22/01/2012

I am truly an embodied mind, a socio-biological concert of self




In my Individual and Society course I typically spend the first couple weeks (amongst other things) grounding our understanding of human symbolic interaction in a wider scientific frame, by examining the scientific 'wonder' of how life emerged and how human beings came into existence--or, at least, our best current ideas on how things happened.  From my perspective, it is hard to understand social interaction without an appreciation of its connection to our biological and environmental existence and the larger and smaller eco-complex systems in which we operate.

Anyway, to prepare for these lectures I often read general summaries of the latest developments in science, which give me useful ways to frame a lot of material in a quick way that focuses on the bigger picture.  In preparation, one of my favorite books is Bill Bryson's A Short History of Nearly Everything.

One of the chapters that always gets me is on the emergence of life (Ch19) and its discussion of the incredible complex and self-organizing dance done by the mind-numbingly wide number and variety of living organisms that come together to make up the human body.  I so easily forget that, as human beings, we are actually a collection of millions of smaller living and nonliving forms, from amino acids and proteins to mitochondria and bacteria and so forth.

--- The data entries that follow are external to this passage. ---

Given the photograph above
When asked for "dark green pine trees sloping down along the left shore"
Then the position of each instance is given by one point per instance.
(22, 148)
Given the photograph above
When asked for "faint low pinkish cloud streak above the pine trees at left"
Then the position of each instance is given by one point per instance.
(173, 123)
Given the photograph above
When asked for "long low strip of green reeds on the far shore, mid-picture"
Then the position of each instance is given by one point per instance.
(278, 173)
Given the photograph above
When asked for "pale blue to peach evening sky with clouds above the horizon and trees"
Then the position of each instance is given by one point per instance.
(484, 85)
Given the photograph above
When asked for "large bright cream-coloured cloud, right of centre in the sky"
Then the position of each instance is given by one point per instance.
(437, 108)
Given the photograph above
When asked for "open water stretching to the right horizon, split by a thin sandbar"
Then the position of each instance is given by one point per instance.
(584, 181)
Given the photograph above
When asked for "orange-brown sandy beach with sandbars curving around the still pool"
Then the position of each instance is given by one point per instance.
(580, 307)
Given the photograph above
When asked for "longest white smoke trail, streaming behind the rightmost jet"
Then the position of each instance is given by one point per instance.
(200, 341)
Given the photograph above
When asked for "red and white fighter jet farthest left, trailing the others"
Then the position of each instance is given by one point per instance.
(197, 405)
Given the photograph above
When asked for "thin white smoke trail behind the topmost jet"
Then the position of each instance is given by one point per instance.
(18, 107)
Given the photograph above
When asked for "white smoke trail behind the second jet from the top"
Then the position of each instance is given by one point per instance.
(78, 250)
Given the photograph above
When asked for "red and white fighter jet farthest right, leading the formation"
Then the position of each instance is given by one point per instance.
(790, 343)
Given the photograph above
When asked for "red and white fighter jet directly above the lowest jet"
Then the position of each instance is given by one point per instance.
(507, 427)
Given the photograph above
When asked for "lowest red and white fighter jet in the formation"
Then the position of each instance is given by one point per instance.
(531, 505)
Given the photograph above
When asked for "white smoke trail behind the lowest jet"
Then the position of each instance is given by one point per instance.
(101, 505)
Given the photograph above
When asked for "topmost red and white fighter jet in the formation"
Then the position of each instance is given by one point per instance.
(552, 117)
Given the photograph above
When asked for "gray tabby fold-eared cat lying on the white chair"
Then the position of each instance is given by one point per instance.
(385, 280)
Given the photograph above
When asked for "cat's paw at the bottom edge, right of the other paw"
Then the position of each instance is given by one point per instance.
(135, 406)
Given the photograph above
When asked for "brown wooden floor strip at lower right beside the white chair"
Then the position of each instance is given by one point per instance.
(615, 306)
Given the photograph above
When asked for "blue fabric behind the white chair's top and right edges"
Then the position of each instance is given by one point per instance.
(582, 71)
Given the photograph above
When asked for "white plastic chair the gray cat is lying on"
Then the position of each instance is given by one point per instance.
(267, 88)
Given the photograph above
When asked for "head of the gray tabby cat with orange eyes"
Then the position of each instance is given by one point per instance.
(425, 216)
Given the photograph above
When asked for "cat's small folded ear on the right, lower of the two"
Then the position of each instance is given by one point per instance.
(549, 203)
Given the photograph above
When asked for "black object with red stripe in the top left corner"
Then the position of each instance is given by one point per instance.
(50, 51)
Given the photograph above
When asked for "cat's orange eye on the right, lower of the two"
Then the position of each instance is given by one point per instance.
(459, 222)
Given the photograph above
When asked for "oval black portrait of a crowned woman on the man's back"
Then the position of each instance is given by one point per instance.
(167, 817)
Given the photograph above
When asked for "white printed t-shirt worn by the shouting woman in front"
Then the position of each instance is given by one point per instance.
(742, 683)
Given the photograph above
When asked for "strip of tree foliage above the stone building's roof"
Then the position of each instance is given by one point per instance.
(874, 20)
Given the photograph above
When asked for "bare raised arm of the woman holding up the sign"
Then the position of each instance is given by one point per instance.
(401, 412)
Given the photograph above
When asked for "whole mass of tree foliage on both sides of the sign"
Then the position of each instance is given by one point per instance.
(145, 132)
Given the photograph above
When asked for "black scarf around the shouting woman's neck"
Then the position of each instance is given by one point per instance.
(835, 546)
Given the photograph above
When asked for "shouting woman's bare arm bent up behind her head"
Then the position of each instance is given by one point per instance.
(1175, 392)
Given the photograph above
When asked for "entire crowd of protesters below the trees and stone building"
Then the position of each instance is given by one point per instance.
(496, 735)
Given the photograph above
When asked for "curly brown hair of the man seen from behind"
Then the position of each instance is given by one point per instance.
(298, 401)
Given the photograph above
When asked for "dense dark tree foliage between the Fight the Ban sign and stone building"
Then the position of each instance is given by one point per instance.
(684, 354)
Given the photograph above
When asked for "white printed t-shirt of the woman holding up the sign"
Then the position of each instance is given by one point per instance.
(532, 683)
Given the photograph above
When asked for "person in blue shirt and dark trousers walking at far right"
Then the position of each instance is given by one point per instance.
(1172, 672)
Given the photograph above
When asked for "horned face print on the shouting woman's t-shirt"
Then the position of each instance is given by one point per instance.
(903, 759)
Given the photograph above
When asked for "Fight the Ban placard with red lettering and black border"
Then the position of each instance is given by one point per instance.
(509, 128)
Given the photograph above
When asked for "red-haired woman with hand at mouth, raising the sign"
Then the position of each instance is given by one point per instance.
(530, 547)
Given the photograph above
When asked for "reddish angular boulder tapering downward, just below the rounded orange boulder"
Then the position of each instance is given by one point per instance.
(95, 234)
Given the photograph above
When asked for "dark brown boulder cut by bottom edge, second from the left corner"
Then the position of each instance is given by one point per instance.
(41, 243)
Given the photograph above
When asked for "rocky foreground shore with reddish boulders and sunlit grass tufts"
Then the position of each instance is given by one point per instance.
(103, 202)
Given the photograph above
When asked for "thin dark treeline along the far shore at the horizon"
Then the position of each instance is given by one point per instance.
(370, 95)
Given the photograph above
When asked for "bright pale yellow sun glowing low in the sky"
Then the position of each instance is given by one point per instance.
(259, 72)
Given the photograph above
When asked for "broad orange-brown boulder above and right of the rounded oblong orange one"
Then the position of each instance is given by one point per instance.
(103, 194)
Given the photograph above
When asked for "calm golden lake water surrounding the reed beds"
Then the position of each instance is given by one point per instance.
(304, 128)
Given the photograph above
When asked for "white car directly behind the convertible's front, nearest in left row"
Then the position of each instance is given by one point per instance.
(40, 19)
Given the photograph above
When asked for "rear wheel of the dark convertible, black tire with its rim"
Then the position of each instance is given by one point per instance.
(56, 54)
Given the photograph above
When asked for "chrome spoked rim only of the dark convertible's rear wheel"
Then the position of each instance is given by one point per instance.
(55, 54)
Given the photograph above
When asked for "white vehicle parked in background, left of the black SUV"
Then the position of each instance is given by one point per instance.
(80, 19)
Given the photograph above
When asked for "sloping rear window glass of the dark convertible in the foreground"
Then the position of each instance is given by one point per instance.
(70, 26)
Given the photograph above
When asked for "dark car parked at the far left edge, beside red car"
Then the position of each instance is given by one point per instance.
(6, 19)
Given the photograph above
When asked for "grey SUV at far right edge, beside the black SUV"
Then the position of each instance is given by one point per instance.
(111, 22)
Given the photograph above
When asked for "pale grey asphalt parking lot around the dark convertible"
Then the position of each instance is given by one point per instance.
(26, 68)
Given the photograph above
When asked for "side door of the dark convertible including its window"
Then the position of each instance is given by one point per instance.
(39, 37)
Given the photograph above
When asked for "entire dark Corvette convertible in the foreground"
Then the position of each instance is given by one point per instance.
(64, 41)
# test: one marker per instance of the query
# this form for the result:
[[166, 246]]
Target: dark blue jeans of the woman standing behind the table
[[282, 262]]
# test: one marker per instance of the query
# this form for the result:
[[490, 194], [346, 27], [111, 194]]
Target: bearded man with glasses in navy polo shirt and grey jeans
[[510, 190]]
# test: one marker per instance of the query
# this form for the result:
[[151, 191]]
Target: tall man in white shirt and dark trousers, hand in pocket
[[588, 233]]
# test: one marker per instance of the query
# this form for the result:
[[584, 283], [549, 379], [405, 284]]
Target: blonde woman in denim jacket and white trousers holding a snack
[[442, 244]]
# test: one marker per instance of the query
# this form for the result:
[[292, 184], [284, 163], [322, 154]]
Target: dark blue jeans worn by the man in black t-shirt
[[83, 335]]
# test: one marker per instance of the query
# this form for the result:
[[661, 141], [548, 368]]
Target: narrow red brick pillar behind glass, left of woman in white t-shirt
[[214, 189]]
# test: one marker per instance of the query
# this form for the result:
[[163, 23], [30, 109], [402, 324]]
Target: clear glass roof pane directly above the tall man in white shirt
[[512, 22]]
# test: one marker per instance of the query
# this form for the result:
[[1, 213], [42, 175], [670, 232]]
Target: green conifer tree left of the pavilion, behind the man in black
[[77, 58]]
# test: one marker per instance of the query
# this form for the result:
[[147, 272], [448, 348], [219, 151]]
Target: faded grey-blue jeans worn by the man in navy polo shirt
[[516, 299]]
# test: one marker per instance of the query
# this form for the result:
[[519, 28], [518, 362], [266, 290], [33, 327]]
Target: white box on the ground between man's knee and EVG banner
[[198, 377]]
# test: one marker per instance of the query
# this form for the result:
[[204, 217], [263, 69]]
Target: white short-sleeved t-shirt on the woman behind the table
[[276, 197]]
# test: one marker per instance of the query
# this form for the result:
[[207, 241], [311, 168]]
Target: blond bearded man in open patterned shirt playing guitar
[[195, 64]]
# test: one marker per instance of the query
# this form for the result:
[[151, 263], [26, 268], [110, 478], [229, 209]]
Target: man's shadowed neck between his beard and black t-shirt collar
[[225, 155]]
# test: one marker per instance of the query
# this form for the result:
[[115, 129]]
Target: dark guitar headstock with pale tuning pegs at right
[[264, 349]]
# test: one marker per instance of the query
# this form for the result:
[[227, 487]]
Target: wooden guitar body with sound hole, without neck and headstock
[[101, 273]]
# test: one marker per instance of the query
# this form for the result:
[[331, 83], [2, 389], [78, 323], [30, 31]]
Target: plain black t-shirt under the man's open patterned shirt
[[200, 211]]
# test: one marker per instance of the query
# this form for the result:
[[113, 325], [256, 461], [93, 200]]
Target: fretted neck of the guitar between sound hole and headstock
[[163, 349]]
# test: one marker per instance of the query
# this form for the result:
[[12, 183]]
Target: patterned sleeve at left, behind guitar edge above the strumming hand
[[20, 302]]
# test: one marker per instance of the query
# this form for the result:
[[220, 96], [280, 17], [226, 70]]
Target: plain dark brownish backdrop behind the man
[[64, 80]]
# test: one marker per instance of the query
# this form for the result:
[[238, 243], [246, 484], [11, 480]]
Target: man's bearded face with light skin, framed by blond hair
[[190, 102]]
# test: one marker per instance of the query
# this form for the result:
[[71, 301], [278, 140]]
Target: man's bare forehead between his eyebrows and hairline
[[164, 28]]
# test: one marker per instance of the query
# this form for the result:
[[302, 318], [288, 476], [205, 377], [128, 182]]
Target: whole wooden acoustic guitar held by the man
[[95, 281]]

Reading this material also reminds me that our conscious, brain-based cognition--that thing that calls itself I--has a certain astigmatism.  Living daily life engaged in symbolic interaction, we forget that this thing we call our self (this self-reflexive, conscious I) is actually a small part of a very complex system that is comprised of millions of living organisms which, when combined in the right way, allow us to exist as a symbol making complex living system.  In other words, i forget that a person, as a distinct form of structural organization, as a distinct type of living being, emerges out of, in part, a collection of smaller living beings.   

I am truly an embodied mind, a socio-biological concert of self.